How to Qualify for a Low Interest Mortgage

If you are in the market for a house, a low interest mortgage is most likely on your priority list. Paying interest is something that no one looks forward to as a homeowner. The interest on the mortgage that you select will amount to a significant amount of money over 30 years. Therefore, it is in your best interest to get the interest rate as low as possible. It will save you money in the long-term and it will lower your monthly payment significantly. Here are some things that you may need to do in order to qualify for a low interest mortgage. 

Fix Your Credit

One of the most important factors in determining the interest rate that you are offered is your credit file. If you have a high credit score, you will most likely qualify for the best interest rates in the industry.
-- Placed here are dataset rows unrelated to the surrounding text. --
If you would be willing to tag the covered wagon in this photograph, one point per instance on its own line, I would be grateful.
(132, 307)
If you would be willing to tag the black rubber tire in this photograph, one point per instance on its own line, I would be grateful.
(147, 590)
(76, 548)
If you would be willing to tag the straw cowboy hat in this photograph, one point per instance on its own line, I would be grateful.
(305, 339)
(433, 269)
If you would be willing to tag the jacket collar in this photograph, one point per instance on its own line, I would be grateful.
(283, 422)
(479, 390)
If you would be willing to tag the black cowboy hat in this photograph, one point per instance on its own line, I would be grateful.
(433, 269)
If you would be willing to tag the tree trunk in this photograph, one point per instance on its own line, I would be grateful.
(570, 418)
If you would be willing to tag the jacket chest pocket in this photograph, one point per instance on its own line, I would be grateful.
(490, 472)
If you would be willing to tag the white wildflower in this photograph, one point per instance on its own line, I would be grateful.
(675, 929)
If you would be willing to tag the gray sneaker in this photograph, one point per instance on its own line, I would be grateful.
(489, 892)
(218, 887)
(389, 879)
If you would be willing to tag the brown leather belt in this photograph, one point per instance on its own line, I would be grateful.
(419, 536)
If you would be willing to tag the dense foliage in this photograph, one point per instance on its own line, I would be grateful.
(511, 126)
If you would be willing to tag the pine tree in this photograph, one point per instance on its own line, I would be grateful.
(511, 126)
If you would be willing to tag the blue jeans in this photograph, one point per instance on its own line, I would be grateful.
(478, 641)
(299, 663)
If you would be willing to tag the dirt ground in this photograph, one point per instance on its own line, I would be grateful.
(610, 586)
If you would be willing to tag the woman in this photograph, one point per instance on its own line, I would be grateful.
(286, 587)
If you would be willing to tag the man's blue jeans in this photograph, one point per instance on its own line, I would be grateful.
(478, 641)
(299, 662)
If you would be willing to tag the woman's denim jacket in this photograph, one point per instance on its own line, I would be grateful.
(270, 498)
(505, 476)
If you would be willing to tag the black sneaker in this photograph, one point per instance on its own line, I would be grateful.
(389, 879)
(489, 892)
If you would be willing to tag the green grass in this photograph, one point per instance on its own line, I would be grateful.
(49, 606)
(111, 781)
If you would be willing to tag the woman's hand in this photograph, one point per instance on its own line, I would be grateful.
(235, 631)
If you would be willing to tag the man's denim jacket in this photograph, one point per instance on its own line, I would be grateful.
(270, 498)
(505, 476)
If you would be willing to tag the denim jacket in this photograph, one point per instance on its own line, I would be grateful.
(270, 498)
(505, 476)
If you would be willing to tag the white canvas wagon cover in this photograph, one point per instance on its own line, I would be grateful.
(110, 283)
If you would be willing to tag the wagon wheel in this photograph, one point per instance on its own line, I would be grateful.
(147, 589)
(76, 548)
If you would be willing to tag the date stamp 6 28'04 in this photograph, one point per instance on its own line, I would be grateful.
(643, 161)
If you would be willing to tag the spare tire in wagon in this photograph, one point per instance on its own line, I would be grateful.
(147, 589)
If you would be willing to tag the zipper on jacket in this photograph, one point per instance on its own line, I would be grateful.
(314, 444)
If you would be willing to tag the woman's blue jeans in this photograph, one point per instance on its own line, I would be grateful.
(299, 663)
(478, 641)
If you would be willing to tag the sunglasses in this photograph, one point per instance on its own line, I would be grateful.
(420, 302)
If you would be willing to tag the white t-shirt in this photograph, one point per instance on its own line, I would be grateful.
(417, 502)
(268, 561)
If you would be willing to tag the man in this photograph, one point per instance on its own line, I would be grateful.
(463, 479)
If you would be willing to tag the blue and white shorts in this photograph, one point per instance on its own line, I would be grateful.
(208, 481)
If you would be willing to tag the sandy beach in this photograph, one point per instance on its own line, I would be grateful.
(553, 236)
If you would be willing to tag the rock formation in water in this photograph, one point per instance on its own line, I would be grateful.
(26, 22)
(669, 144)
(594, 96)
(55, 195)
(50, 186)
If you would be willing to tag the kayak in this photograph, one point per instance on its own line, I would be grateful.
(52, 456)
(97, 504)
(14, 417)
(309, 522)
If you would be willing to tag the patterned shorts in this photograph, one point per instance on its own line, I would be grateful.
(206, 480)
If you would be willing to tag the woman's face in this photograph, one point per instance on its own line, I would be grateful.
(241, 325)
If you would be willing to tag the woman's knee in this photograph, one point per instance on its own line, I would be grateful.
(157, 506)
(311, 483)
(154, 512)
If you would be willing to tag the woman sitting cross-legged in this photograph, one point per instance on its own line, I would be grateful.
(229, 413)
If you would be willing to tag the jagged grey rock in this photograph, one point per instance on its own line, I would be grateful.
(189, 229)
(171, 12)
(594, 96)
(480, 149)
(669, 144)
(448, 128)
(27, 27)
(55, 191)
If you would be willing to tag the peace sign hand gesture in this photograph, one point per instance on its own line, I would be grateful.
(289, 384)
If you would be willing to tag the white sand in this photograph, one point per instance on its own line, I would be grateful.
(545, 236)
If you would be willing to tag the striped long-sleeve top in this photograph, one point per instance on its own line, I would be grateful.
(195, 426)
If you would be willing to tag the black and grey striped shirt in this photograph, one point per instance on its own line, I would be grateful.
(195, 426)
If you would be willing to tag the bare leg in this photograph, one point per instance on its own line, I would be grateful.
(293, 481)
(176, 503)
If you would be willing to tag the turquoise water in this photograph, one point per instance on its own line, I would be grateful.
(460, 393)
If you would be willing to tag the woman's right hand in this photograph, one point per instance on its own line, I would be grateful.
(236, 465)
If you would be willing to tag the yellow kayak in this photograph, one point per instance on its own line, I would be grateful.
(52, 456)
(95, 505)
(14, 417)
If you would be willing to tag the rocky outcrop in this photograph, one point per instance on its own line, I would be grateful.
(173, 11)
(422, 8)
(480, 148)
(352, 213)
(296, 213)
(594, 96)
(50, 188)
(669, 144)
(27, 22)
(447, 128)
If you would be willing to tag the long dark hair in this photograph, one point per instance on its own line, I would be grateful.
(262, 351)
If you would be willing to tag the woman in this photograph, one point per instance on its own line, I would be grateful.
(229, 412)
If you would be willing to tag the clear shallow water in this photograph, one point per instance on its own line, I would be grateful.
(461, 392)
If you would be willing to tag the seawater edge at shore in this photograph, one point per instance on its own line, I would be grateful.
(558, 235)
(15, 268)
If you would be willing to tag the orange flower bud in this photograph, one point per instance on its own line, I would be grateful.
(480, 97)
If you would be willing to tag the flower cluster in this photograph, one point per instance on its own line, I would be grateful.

If your score is lower than it should be, you will be charged more for interest or you will not qualify for a loan at all. This means that it should be a major priority for you to get your credit file in the best shape that you can. 

Fixing your credit is not something that you can do overnight. There is no magic button that will allow you to fix your credit. Therefore, if your score is low, it may take a while to raise it back up. This might take you months or years to fix. You will have to be patient and know that you will be making a big difference on the mortgage that you can qualify for as a result.

Get a Cosigner

Something else that may help you secure a low interest rate is to get a cosigner on the loan. This step may be difficult as you will have to convince someone to go out on a limb for you financially. When you get a cosigner, the lender will look at both credit files. They will want to see at least one of you have a good credit score. They will also consider both incomes for the loan. This can be a good strategy if you have a family member or loved one that trusts you enough to sign the loan for you. However, if you default on the loan, they will be responsible for the money. 

Buy Points

Another way to get a lower interest rate on your mortgage is to buy points. When you buy points on a mortgage, you are essentially buying down the interest rate. The bank wants to get their money one way or another. This means that they will try and get the money upfront in the form of points instead of over the life of the loan in interest.

One point is equal to 1% of the mortgage balance. So if you borrow $200,000 for a mortgage, each point will be $2000. The more money you put up in the form of points, the cheaper your interest rate will be on your mortgage.